Building Industrial Economies in Africa through Mechanization of Agriculture
Hakim Karim, Soybean Innovation Lab (SIL) manufacturing trainer, building threshers in Zambia in March 2020
In Kumasi, Ghana, a small group of young entrepreneurs, all in their early and mid-20s, are making agricultural mechanization available to farmers while at the same time building the Ghanian industrial base and creating jobs. Their company, SAYeTECH, specializes in multi-crop threshers that allow easier production of soybean in African farming. A commercialization partner of the Feed the Future Soybean Innovation Lab (SIL), SAYeTECH has reached over $350,000 in thresher sales in just three years.
Economists and policymakers generally consider a strong manufacturing sector to be a vital path to economic development and growth. Industrialization can drive development and alleviate unemployment and poverty by providing decent jobs for large numbers of workers. Unfortunately, Africa lags behind other continents in industrialization, with only 1.9% of global manufacturing. Africa imports manufactured goods at a 3:1 ratio to manufactured exports, an imbalance that further weakens African economies.
Asia recently underwent an industrial revolution and many agricultural implements manufactured there are being imported into Africa. While this imported equipment can greatly assist African farmers, it does much less to help build local industrialization and development of African economies in a way that provides new jobs, reduces unemployment and creates a middle class.
African manufacturing enterprises are capable of fabricating agricultural equipment and meeting the needs of their farmers. Their efforts can be assisted by policies and practices of national governments and development organizations. A big challenge for local manufacturing is the policy of allowing duty-free agricultural equipment imports while taxing raw materials, such as sheet metal, that are needed for local fabrication. Government subsidies for foreign-made tractors and implements can also undercut the efforts of local equipment manufacturers, who must base pricing on full costs, thus, making competition with imports difficult. In addition to better policies that will assist local manufacturing, African fabricators also need support with engineering, tooling and financial investment.
SIL started their program on local manufacturing of multi-crop threshers in 2016 with design research and support of African engineering students to develop low-cost threshers. By 2018, a design by two Ghanaian fabricators had been adopted by SIL to be used as an open-source plan for multi-crop thresher fabrication. The machine was extensively field tested, and workshops were conducted in 10 African countries to teach the design to local fabricators. Local nongovernmental organizations (NGOs), manufacturing companies and government agencies worked with SIL to disseminate the manufacturing manual and hands-on fabrication training.
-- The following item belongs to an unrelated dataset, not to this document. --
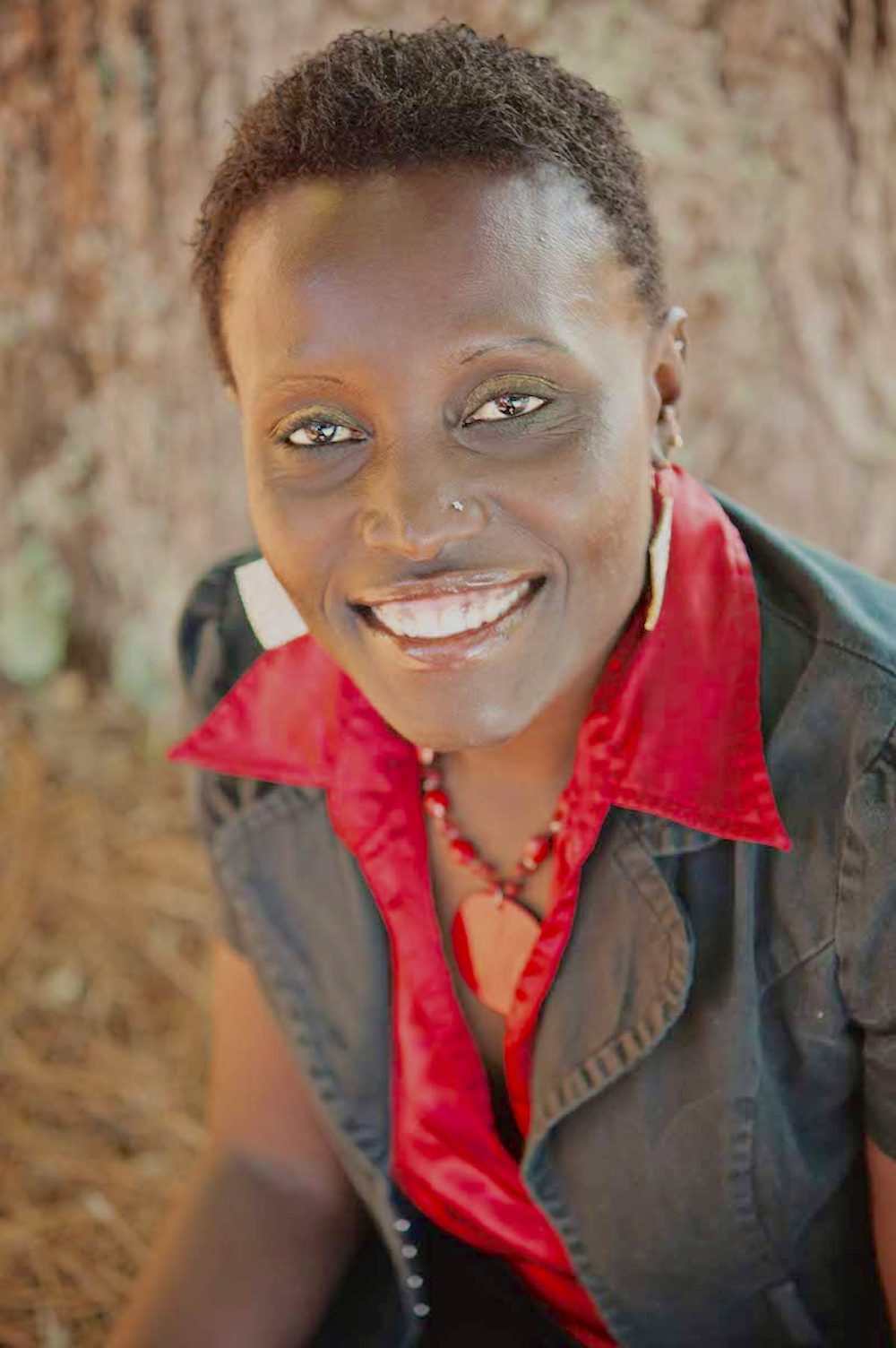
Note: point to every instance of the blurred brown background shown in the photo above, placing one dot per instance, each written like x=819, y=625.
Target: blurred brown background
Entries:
x=770, y=134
This focus on local manufacturing has led to numerous businesses either adopting the local fabrication of crop threshers or the development of new private sector enterprises specializing in agricultural equipment. One business to newly enter the agricultural mechanization manufacturing sector in Ethiopia is the Center for Applied Manufacturing, Services and Engineering (CAMS Engineering) PLC — which is set to reach nearly $500,000 in sales in their first two years of business. Both CAMS and SAYeTECH realized that they needed to focus on service providers as their customer base, rather than individual farmers. Even small equipment is often too expensive for most smallholders, so professional service providers with financial backing purchase equipment and charge farmers for using its service.
While low access to capital is easily recognized as an impediment to farmer investment in mechanization, it is also a bottleneck for African manufacturers. The development of manufacturing infrastructure (tooling, facility development, etc.) and the purchase of raw materials needs capital that is difficult to access in most African economies, where interest rates are routinely above 25-30%. Private and public investment in agricultural equipment manufacturing businesses across Africa may open this sector to local entrepreneurs, whose success in manufacturing high-quality agricultural equipment will double as a boost to their local agricultural sectors. The availability of agricultural mechanization, such as tractors, planters, sprayers, threshers and combines, leads to more productive agricultural systems and reduced drudgery for African farmers.
Supporting agricultural mechanization in Africa by supporting local manufacturing is a winning strategy. As increased industrialization creates jobs, the sons and daughters of famers can use their manufacturing incomes to invest in equipment for their families back home. The talent and the drive for local manufacturing exists in the hands and hearts of many African manufacturers. Support in the form of policies, financial investment, knowledge-sharing and training will lead to a productive agricultural and industrialization boom across Africa.